25 C
Jakarta
Kamis, 19 September, 2024

Aturan Dana Pensiun, Beban Baru atau Investasi Masa Depan bagi Pekerja Indonesia?

JAKARTA – Pemerintah saat ini sedang merancang aturan dana pensiun bagi pekerja di Indonesia. Dengan adanya hal ini, dapat dikatakan bahwa pegawai swasta nantinya dikenakan iuran tambahan untuk dana pensiun, selain Jaminan Hari Tua (JHT) yang dikelola oleh BPJS Ketenagakerjaan.

Kepala Eksekutif Pengawas PPDP OJK, Ogi Prastomiyono, menyatakan bahwa regulasi ini akan diatur dalam Peraturan Pemerintah (PP) dan selanjutnya diterjemahkan dalam Peraturan OJK (POJK). Penyelenggaraan dana pensiun ini dapat dilakukan melalui Dana Pensiun Pemberi Kerja (DPPK) atau Dana Pensiun Lembaga Keuangan (DPLK).

“Pekerja dengan penghasilan di atas batas tertentu akan diminta untuk menyetor iuran tambahan untuk dana pensiun secara sukarela, tetapi sifatnya wajib,” ujar Ogi.
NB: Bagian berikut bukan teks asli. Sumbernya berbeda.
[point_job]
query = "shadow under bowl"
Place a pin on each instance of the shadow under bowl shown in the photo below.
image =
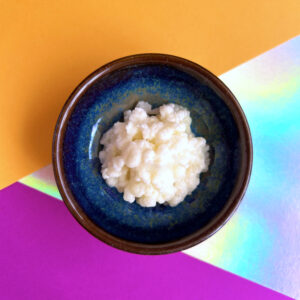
(99, 101)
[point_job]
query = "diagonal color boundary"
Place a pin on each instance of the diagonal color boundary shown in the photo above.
(261, 242)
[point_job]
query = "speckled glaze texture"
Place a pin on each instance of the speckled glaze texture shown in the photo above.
(102, 104)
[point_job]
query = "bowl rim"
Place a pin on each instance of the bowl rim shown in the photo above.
(240, 185)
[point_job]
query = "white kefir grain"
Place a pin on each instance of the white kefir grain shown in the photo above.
(153, 157)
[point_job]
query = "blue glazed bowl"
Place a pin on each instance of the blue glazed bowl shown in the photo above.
(99, 101)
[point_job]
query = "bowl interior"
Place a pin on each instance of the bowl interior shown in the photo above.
(102, 104)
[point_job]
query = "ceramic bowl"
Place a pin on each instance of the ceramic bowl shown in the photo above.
(99, 101)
Tujuan Aturan Dana Pensiun

Tujuan dari aturan ini adalah untuk meningkatkan replacement ratio, yaitu rasio pendapatan saat pensiun dibandingkan dengan gaji yang diterima ketika masih bekerja. Saat ini, replacement ratio di Indonesia masih di bawah standar Organisasi Perburuhan Internasional (ILO).
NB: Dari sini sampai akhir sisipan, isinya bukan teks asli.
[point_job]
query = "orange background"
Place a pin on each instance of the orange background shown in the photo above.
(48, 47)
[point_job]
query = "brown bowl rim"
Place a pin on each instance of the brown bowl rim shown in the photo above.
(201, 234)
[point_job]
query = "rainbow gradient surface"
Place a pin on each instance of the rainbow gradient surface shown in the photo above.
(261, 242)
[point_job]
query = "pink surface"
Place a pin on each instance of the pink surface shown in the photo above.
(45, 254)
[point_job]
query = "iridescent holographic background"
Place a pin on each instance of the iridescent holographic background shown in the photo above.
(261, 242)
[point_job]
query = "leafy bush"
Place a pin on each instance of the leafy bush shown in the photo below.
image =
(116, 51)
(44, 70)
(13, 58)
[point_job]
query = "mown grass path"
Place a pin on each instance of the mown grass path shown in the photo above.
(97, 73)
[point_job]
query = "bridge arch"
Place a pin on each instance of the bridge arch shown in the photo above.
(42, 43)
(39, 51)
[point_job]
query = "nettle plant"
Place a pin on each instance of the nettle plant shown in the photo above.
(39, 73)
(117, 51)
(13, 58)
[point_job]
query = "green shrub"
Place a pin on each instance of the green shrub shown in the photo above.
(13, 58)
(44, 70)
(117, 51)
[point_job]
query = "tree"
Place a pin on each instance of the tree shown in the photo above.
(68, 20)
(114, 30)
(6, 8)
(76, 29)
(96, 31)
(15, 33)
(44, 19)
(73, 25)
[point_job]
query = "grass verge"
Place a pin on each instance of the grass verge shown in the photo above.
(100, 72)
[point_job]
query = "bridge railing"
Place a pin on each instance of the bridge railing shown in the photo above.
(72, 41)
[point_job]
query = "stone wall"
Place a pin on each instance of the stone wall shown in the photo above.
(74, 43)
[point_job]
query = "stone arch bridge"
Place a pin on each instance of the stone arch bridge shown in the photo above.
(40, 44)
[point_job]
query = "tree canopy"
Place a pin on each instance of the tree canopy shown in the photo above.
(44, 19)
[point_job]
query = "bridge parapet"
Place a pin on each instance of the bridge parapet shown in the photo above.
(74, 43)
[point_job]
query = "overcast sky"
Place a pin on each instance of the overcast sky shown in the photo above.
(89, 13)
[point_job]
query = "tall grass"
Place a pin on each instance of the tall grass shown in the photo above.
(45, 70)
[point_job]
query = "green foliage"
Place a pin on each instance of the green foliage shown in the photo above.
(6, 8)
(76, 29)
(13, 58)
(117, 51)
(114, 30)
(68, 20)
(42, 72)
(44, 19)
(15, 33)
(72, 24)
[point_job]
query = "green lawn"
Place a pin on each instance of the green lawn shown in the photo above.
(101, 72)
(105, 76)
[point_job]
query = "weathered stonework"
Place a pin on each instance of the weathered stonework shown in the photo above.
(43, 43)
Sebelumnya, OJK menargetkan agar perlindungan pensiun yang diterima pekerja mencapai 40% dari penghasilan terakhir, sementara saat ini cakupan proteksinya masih di angka 20%.

“Saat ini tengah disusun Rancangan Peraturan Pemerintah (RPP) yang akan menentukan besaran penghasilan yang dikenakan iuran pensiun tambahan, dan pelaksanaannya akan bersifat kompetitif, bisa melalui DPPK atau BPJS Ketenagakerjaan, namun kemungkinan besar melalui DPPK,” kata Ogi.
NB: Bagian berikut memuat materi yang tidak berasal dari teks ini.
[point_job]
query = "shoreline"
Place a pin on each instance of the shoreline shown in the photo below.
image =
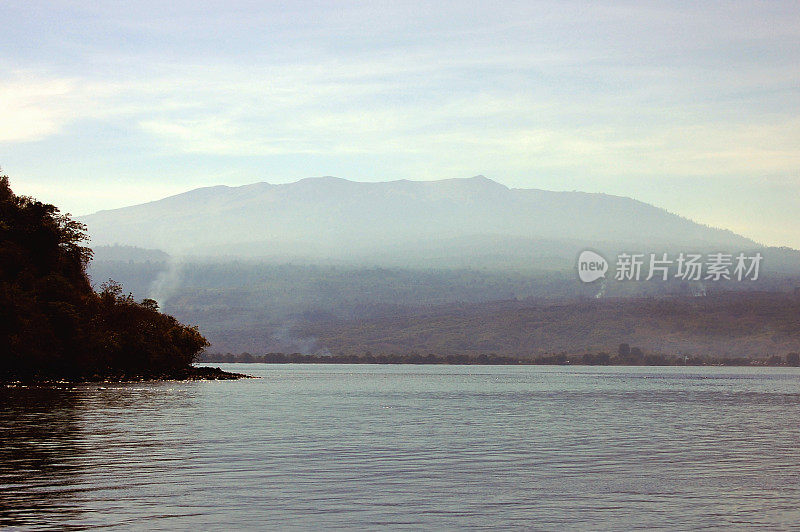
(199, 373)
Selain itu, cakupan proteksi BPJS Ketenagakerjaan juga akan ditingkatkan. Saat ini, proteksi JHT dan Jaminan Pensiun di BPJS Ketenagakerjaan sebesar 8,7% dari penghasilan terakhir.

“Targetnya ditingkatkan hingga 40%, sehingga manfaat pensiun akan menjadi 40% dari penghasilan terakhir. Aturan ini diharapkan keluar pada Januari 2025, dan OJK akan mengeluarkan peraturan turunan untuk implementasinya,” tambah Ogi.

Potensi Beban Tambahan Bagi Pekerja

Pekerja kelas menengah saat ini juga menghadapi berbagai potongan gaji, seperti iuran Tabungan Perumahan Rakyat (Tapera) dan rencana asuransi wajib kendaraan bermotor.

Skema Tapera mengharuskan kontribusi dari pekerja sebesar 2,5% dari penghasilan dan 0,5% dari pemberi kerja. Namun, manfaat pembiayaan perumahan dari Tapera hanya diberikan kepada masyarakat berpenghasilan rendah (MBR). Sementara pekerja non-MBR hanya berfungsi sebagai ‘penabung’ yang akan menerima hasil simpanan ketika pensiun atau terkena PHK.

Sedangkan untuk asuransi wajib kendaraan bermotor atau third party liabilities, pengendara yang menyebabkan kerugian pada pihak ketiga dapat mengganti kerugian tersebut melalui klaim asuransi.

Wayan Pariama, Wakil Ketua Bidang Teknik 3 AAUI, pernah menyebutkan perkiraan premi sebesar Rp300 ribu per tahun. Menurutnya, nilai tersebut tidak akan membebani masyarakat, terutama bagi yang mampu membeli mobil.

“Jika diwajibkan, mungkin akan ada yang merasa ini beban tambahan. Tapi bagi yang mampu membeli mobil, tidak seharusnya merasa keberatan dengan premi sekitar Rp300 ribuan,” ujarnya.

Sebagai gambaran, tarif asuransi mobil saat ini sekitar 1% dari nilai pertanggungan hingga Rp100 juta, dengan tarif yang lebih murah jika nilai pertanggungan lebih besar.